I'm concerned about adding this new policy, because we have quite a few DKIM selectors setup in our DNS zone already, with no existing policy record (we use multiple third party providers that need to send email on our behalf). I want to make sure I don't break existing functionality by creating this record. From what I've read, you can only have a single policy per zone, so it is "shared", so to speak.
I've researched this a bit, and the policy the vendor is requiring, t=y; o=~
, should be pretty harmless. It seems to say some emails may be signed, and to treat verified/unverified emails in the same way (reference).
Still, this would impact our production application, and I'm hoping to get some confidence that this is safe to add. Am I correct in my assumption that I can add this record without causing a bunch of our outbound email to be marked as spam? Or am I missing something?

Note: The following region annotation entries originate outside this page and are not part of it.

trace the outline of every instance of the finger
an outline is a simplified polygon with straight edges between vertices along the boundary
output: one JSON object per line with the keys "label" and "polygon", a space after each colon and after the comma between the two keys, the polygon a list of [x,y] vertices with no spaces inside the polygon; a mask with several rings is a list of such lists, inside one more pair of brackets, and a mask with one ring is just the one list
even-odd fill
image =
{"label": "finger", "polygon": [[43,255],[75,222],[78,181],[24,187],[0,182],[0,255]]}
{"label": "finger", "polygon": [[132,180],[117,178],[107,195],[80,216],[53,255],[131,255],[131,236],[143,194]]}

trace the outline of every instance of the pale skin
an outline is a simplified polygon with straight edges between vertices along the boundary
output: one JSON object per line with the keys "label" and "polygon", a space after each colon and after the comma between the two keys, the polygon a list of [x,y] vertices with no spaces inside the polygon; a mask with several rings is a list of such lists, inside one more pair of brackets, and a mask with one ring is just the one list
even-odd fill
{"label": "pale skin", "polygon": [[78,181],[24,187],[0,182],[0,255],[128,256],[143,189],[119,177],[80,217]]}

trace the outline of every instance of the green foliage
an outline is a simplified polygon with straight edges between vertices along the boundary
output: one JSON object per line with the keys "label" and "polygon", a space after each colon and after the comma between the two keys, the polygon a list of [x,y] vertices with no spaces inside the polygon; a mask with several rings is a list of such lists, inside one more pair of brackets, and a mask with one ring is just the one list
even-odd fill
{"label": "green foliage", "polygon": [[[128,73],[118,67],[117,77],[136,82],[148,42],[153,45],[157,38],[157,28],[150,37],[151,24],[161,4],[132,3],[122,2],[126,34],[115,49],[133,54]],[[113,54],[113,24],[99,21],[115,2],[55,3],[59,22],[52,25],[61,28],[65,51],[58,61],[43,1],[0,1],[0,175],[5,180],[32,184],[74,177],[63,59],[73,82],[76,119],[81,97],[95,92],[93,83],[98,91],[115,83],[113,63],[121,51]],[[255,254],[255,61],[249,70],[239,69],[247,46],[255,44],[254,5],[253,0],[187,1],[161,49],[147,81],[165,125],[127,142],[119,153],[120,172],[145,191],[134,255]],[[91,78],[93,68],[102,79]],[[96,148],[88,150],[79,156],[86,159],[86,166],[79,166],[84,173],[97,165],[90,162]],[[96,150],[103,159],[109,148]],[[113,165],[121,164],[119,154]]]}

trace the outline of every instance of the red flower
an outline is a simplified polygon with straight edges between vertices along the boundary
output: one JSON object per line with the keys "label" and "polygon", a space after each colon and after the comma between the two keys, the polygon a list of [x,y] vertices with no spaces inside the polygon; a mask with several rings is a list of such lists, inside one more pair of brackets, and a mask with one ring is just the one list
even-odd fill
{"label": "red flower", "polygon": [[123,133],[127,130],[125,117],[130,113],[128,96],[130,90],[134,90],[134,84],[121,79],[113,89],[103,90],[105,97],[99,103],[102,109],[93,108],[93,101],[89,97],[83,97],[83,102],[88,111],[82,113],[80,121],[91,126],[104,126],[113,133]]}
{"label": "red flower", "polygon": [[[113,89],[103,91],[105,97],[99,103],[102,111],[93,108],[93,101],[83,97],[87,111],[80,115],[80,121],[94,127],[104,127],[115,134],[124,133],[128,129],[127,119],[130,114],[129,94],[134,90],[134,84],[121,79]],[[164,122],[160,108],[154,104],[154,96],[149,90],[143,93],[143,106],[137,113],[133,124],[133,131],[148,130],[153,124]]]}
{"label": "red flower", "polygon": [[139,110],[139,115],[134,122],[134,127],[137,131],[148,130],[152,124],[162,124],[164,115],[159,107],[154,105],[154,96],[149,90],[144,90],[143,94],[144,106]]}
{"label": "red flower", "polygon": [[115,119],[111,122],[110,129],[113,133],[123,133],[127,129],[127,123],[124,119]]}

DKIM is a signature tool. it is a post verification tool in the sense you can not guess the selector key before you receive a message.There is a convention to name your selector "selector1" but it is just an easy name, because there is no mandatory form for the name of your selector. So you can publish as many DKIM Selectors in your DNS record, only those used in sent message will be checked (eventually) once these messages are received. And hopefully they will be verified successfully if your DNS publication is correlated to these keys. But publishing DKIM selector keys do not force you to use them per se.
The only case where DKIM will lead to delivery failure is in conjunction with DMARC, only if DMARC require that there is a DKIM Signature aligned with your domain and you fail to insert one in your sent message. Or you inserted one in your message but you forget to publish it in you DNS.
As your DMARC do not require alignment (policy=none) DKIM will not impact the delivery of your business at all.
BTW many messages have multiples DKIM signature in them, without delivery problems.
BTW(2) it would be a good idea to think about adding a DKIM signature to your legacy email servers so you can use DMARC to better protect your business from phishing, or from false allegation to click on a suspect links, but it is another topic.
The policy record is part of the Domain-Based Email Authentication Using Public Keys Advertised in the DNS (DomainKeys) that was proposed but immediately obsolete on publication of RFC 4870 by RFC 4871, DomainKeys Identified Mail (DKIM) Signatures, both of which were published in May, 2007.
The newer DKIM standard does not use the policy records that were a part of the obsolete DomainKeys standard.
Creating the DomainKeys policy record is not expected to cause any issues with any DKIM records for either sending or receiving servers.